There is a slight, imperceptible shift in the air. It is barely noticeable, and many of the Milanese in the Piazza Del Duomo around me continue with their lives. And yet, as if the city breathes a sigh of relief when the working day is over, Apero o’clock chimes.
Here in Milan, as in much of Italy, it is customary to stop for an aperitif (also known as an ‘Apero’) at around 5 o’clock. Traditionally, you would have an Aperol Spritz at your local bar which would be decked with plenty of dishes offering finger food that you can nibble on.
This is a light drink (3 parts Prosecco, 2 parts Aperol and 1 part soda water) and locals can be seen quaffing this orange drink as they gesticulate about life, the universe and everything.
I cross the piazza, with the cathedral on my right, heading to the throng of people who are funnelled into the dark caverns of the Vittorio Emmanuele II Galleria. Over there, right on the corner, is the Camparino bar which has been serving faithful regulars since 1867. (Technically, it was christened in 1917 but Mr Campari himself opened up his first shop in 1867, so who am I to quibble?)

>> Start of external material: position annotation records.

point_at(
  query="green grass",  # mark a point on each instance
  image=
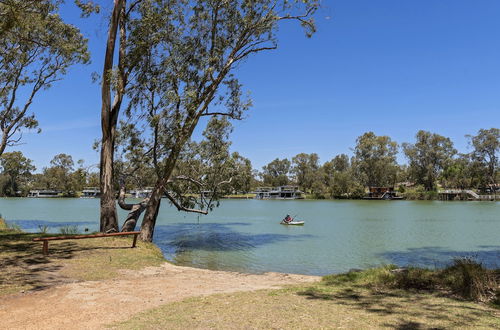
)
(339, 301)
(24, 267)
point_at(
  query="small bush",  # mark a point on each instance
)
(471, 280)
(69, 230)
(416, 279)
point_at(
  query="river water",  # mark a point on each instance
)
(245, 235)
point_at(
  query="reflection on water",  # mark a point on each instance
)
(245, 235)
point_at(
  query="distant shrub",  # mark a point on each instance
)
(419, 193)
(471, 280)
(465, 277)
(414, 278)
(69, 230)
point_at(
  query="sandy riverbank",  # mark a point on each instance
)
(94, 304)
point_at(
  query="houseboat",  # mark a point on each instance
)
(141, 193)
(379, 193)
(91, 192)
(282, 192)
(44, 193)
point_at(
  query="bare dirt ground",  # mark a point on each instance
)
(95, 304)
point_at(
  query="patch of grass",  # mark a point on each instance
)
(69, 230)
(24, 267)
(323, 305)
(466, 278)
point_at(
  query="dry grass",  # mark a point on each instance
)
(24, 267)
(355, 300)
(318, 306)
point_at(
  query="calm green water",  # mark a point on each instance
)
(244, 235)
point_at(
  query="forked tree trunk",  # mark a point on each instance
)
(152, 209)
(109, 118)
(135, 211)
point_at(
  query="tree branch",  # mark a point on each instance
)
(182, 208)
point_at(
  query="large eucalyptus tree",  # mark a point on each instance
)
(176, 64)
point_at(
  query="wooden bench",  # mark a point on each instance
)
(46, 240)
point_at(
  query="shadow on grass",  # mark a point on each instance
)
(406, 306)
(23, 265)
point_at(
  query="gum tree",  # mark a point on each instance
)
(176, 64)
(375, 160)
(428, 156)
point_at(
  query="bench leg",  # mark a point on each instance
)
(45, 248)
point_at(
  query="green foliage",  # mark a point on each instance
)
(375, 160)
(486, 153)
(430, 154)
(43, 229)
(471, 280)
(276, 173)
(304, 167)
(419, 192)
(16, 173)
(69, 230)
(465, 277)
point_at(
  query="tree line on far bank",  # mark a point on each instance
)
(169, 69)
(432, 161)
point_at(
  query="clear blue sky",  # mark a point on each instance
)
(388, 66)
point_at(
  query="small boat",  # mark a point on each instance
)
(292, 223)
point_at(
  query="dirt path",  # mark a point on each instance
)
(93, 304)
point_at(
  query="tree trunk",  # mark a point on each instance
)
(152, 209)
(109, 117)
(135, 211)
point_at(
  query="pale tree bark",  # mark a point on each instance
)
(135, 211)
(109, 118)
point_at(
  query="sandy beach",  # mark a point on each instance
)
(95, 304)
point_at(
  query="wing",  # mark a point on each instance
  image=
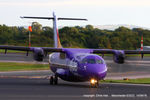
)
(38, 52)
(119, 55)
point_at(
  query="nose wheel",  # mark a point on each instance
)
(53, 80)
(94, 83)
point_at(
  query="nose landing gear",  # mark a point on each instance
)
(94, 83)
(53, 80)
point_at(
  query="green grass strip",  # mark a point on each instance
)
(11, 66)
(131, 81)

This place is of note, not only because of its heritage and durability but because, according to legend, it is the place where the famous Negroni cocktail was invented. My task this evening is to prop up the bar and drink a few Negronis because, wherever it came from, this is as good an excuse as any other.
The shop occupies a small quadrant of a larger establishment. Packed with regulars and bemused tourists, I thread my way through the crowd and pay for my drinks up front, as is customary.

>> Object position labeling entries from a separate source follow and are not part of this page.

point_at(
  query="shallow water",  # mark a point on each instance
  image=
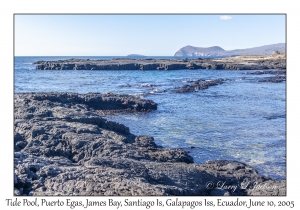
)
(242, 119)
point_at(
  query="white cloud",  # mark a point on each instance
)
(225, 17)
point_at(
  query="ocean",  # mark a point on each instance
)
(242, 119)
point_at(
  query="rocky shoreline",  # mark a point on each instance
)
(234, 63)
(62, 146)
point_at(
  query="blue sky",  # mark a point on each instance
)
(105, 35)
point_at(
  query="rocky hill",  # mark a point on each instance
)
(190, 51)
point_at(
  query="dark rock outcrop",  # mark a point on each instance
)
(161, 64)
(63, 147)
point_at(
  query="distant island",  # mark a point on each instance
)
(136, 55)
(190, 51)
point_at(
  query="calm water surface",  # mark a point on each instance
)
(242, 119)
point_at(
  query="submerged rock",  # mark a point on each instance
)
(275, 79)
(63, 147)
(198, 85)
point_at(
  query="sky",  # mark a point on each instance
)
(151, 35)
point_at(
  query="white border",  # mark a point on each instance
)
(8, 8)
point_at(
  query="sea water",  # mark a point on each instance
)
(242, 119)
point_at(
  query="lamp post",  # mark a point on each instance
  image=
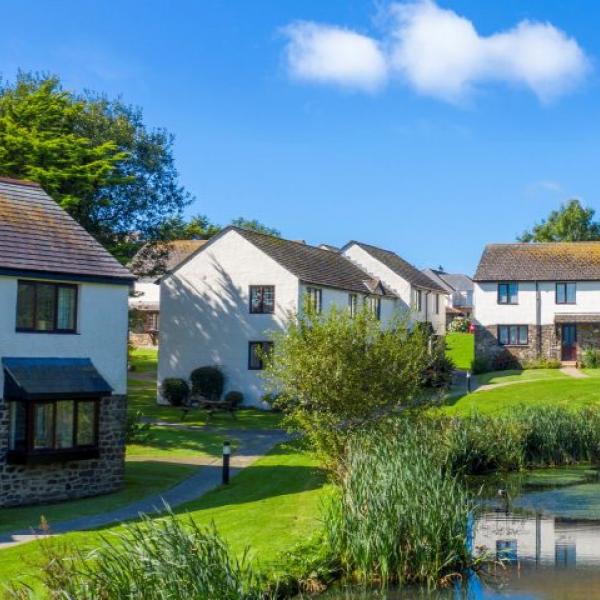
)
(226, 455)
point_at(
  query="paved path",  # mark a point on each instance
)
(253, 445)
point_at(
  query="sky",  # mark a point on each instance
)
(426, 128)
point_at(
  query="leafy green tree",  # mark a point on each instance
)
(95, 156)
(332, 374)
(572, 222)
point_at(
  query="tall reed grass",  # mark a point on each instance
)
(398, 516)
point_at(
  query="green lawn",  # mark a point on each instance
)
(141, 479)
(270, 506)
(460, 347)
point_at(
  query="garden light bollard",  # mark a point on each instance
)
(226, 455)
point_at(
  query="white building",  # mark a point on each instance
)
(63, 353)
(537, 301)
(225, 301)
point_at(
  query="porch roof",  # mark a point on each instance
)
(577, 318)
(46, 378)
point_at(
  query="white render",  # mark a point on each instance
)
(205, 317)
(102, 324)
(488, 312)
(403, 289)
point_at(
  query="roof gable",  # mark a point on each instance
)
(399, 266)
(555, 261)
(37, 236)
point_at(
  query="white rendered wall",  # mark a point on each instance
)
(205, 317)
(102, 324)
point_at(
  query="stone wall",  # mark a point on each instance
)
(35, 484)
(543, 343)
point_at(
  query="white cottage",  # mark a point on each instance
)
(223, 303)
(63, 353)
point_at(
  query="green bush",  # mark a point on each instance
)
(591, 358)
(154, 559)
(234, 398)
(208, 382)
(175, 390)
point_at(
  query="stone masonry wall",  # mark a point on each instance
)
(543, 343)
(35, 484)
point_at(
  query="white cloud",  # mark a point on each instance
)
(439, 53)
(327, 54)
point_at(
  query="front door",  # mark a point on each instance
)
(569, 342)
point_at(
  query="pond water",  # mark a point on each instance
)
(544, 527)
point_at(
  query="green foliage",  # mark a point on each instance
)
(459, 325)
(234, 398)
(591, 358)
(570, 223)
(398, 516)
(208, 382)
(92, 155)
(175, 390)
(334, 373)
(159, 559)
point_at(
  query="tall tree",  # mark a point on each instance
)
(572, 222)
(95, 156)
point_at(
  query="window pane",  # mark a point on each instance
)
(43, 426)
(86, 423)
(66, 308)
(44, 317)
(17, 431)
(25, 306)
(523, 334)
(64, 423)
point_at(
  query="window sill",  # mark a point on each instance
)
(51, 456)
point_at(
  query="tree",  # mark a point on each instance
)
(572, 222)
(93, 155)
(332, 374)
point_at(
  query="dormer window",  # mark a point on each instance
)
(262, 299)
(44, 307)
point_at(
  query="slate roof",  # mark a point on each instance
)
(400, 267)
(315, 265)
(37, 378)
(36, 235)
(556, 261)
(163, 257)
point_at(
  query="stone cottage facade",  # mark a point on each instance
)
(537, 301)
(63, 354)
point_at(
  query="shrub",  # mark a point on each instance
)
(459, 325)
(234, 398)
(542, 363)
(591, 358)
(176, 391)
(153, 560)
(208, 382)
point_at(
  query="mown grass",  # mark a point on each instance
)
(270, 506)
(460, 348)
(142, 479)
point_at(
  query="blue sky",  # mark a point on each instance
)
(427, 129)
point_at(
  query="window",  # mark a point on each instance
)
(262, 299)
(418, 300)
(566, 293)
(508, 293)
(353, 304)
(315, 299)
(374, 304)
(513, 335)
(40, 430)
(46, 307)
(257, 352)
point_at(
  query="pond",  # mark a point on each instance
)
(544, 529)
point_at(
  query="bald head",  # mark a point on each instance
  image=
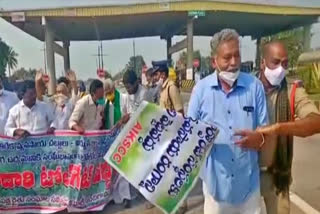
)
(274, 54)
(271, 48)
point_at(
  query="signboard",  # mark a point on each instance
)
(189, 72)
(18, 17)
(197, 13)
(160, 153)
(196, 63)
(49, 173)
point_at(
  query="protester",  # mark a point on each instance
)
(87, 114)
(62, 107)
(7, 101)
(82, 91)
(282, 98)
(231, 100)
(29, 116)
(137, 92)
(116, 105)
(152, 87)
(170, 97)
(71, 82)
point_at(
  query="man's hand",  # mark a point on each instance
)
(78, 128)
(20, 133)
(125, 118)
(269, 130)
(123, 121)
(39, 76)
(51, 130)
(250, 139)
(71, 76)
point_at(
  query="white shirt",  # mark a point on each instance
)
(123, 107)
(62, 115)
(87, 114)
(7, 101)
(136, 99)
(36, 120)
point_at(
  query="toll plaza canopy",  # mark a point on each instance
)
(83, 20)
(75, 20)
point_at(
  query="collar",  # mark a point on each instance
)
(214, 81)
(164, 85)
(23, 105)
(91, 100)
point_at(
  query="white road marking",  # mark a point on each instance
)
(302, 205)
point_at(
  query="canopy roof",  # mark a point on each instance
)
(116, 19)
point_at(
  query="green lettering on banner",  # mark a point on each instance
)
(164, 155)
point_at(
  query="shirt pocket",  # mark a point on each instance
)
(247, 111)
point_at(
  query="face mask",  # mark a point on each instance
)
(61, 99)
(275, 76)
(229, 77)
(111, 97)
(101, 101)
(160, 82)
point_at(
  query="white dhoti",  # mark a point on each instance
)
(251, 206)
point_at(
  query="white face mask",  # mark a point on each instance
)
(229, 77)
(61, 99)
(160, 82)
(275, 76)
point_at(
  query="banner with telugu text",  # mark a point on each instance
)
(161, 153)
(48, 173)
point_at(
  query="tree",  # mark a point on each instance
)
(3, 58)
(183, 56)
(23, 74)
(12, 61)
(136, 63)
(293, 40)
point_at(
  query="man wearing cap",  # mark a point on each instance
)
(152, 86)
(170, 97)
(7, 101)
(285, 101)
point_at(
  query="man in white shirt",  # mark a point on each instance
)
(116, 105)
(7, 101)
(63, 107)
(137, 92)
(29, 116)
(87, 114)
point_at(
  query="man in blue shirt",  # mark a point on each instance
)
(231, 100)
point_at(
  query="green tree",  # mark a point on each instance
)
(293, 40)
(24, 74)
(12, 61)
(183, 56)
(136, 63)
(3, 57)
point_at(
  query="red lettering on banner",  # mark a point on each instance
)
(56, 175)
(126, 143)
(75, 175)
(46, 181)
(86, 177)
(106, 173)
(12, 180)
(28, 181)
(97, 175)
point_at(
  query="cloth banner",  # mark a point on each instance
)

I negotiate a tight walk to the bar between a stranger’s backpack and a blonde carrying 3 drinks to her companions. I watch as the barman deftly measures out the vermouth, gin and Campari into an ice-filled glass. He flicks a slice of orange into it and silently deposits the concoction in front of me.

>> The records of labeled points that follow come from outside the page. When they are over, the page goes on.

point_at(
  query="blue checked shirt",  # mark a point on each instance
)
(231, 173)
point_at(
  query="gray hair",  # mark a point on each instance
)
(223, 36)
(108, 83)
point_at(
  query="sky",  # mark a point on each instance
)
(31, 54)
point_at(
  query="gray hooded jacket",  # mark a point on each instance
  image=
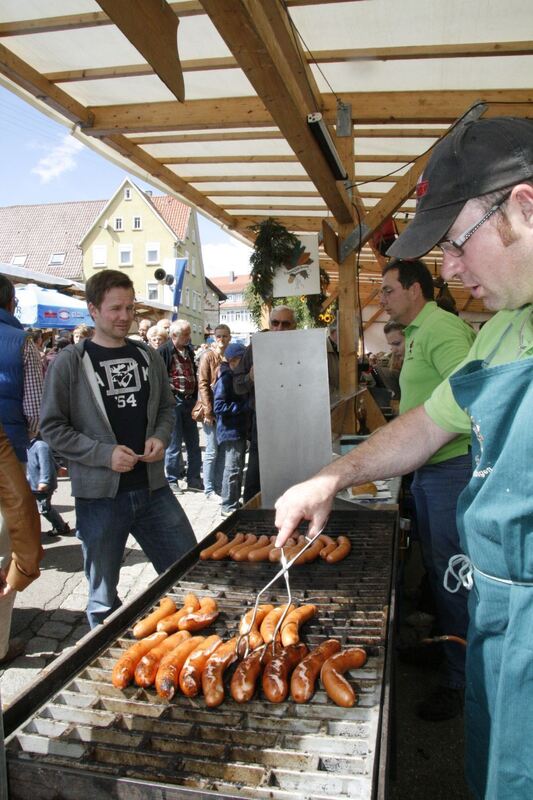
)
(74, 422)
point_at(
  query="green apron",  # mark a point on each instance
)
(495, 522)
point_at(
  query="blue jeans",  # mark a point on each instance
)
(185, 429)
(233, 453)
(155, 519)
(436, 489)
(213, 461)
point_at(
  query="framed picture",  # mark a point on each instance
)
(300, 275)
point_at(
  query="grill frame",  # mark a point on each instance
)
(97, 642)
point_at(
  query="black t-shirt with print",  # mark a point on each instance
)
(122, 375)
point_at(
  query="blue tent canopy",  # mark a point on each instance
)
(47, 308)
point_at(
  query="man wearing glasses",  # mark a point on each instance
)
(108, 409)
(281, 319)
(435, 343)
(475, 201)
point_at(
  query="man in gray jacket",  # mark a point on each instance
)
(108, 409)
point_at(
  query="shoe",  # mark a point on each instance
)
(16, 648)
(443, 703)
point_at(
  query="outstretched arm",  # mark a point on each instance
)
(396, 449)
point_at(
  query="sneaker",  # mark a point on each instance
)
(195, 485)
(16, 648)
(443, 703)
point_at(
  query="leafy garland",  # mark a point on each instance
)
(273, 246)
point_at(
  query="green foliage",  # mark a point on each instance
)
(273, 244)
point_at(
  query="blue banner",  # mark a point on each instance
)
(179, 274)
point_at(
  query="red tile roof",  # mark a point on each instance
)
(41, 230)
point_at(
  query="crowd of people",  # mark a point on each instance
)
(119, 408)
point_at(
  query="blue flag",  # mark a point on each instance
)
(179, 274)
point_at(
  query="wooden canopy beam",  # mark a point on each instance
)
(261, 38)
(152, 28)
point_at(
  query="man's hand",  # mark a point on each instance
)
(311, 500)
(5, 588)
(154, 450)
(123, 459)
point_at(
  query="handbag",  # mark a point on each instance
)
(198, 411)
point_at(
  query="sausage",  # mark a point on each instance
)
(170, 624)
(124, 669)
(290, 630)
(268, 626)
(337, 687)
(262, 553)
(213, 674)
(341, 551)
(191, 673)
(277, 672)
(223, 551)
(275, 553)
(205, 616)
(146, 669)
(250, 538)
(221, 539)
(170, 666)
(254, 635)
(148, 625)
(329, 546)
(312, 552)
(305, 674)
(245, 550)
(244, 679)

I chat with a few locals, arm resting on a free part of the bar, marking my territory out. Plates of various nibbles appear from time to time – bruschetta, bite-sized chunks of pizza, juicy and chunky green olives – and we scoff the lot, washed down with our favourite drinks.
I exit the Camparino a few hours later, tipsy but not drunk, sated but not full.
With a smile on my face, I brave the cooler air that has already driven many a tourist away and head into the night to my next destination.